Начался светский разговор с быстрым переходом к делу. Шалагину страшно хотелось хотя бы спросить, курят ли тут, — но он почему-то стеснялся. Оказалось, между прочим, что Сева-ЦБ насчет многого в курсе — и кто таков был Амаров, и зачем он все затеял.

— Он был умный и хитрый, — говорил банкир, уверенно развалясь в кресле. — А главное — отлично знал психологию этих ребят. Знал, что мыслят они сливами, подставами и разводками, что бабло для них — главный стимул. Это же был его хлеб — психология. За ним же реально не стояло ничего, никакой силы, никакого ресурса — одно знание психологии.

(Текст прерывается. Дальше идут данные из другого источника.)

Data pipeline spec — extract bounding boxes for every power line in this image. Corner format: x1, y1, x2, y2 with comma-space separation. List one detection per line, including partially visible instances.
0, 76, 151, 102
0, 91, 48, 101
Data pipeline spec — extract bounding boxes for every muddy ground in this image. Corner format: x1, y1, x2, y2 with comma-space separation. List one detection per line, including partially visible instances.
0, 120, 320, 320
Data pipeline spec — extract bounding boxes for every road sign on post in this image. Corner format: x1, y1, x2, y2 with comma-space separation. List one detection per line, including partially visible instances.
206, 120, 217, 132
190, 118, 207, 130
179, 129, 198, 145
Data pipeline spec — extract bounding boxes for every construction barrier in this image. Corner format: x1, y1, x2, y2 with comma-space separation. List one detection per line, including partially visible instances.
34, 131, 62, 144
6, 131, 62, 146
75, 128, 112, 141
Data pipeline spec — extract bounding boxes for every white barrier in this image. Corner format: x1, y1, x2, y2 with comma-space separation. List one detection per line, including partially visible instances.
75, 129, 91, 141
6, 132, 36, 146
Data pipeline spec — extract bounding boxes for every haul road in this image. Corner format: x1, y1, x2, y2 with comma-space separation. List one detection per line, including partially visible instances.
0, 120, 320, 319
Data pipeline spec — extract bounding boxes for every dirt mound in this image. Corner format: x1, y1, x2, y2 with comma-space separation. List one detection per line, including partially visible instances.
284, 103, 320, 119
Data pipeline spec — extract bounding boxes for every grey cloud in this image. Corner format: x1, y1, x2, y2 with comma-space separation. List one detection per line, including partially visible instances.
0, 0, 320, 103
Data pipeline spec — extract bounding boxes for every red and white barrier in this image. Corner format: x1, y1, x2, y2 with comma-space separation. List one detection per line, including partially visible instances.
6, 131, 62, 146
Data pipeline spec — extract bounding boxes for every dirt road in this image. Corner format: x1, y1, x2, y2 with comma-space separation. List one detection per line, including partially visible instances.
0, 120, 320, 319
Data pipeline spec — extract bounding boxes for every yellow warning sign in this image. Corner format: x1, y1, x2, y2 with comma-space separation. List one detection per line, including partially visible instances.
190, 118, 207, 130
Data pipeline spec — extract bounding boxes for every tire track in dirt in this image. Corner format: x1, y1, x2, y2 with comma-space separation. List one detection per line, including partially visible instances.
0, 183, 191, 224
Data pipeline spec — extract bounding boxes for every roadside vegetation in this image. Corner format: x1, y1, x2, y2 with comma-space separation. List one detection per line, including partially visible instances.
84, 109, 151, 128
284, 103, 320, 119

И он на этом одном огребал лимоны. А теперь ему надо было всего лишь тихо уйти…

— Но как он надеялся убедить их, что мертв?

— А поставьте себя на место этой гэбни, до которой так или иначе дошли его сливы. Вот они узнают, что на окраине Рязани найден зарезанный без документов, лицо не распознается, а по пальцам идентифицирован как Вардан Амаров. Что они решают?..

При всей банкирской молодости, пухлости и гладкости Шалагин почти физически чувствовал прущую от собеседника неколебимую паханью самоуверенность.

— Что это амаровская постановка, — ответил он. — Что мертв Радик-ЧОП, а патану дали бабок, чтобы он подменил дактокарту.

— А что потом? Потом всплывает еще один труп, с дыркой в затылке…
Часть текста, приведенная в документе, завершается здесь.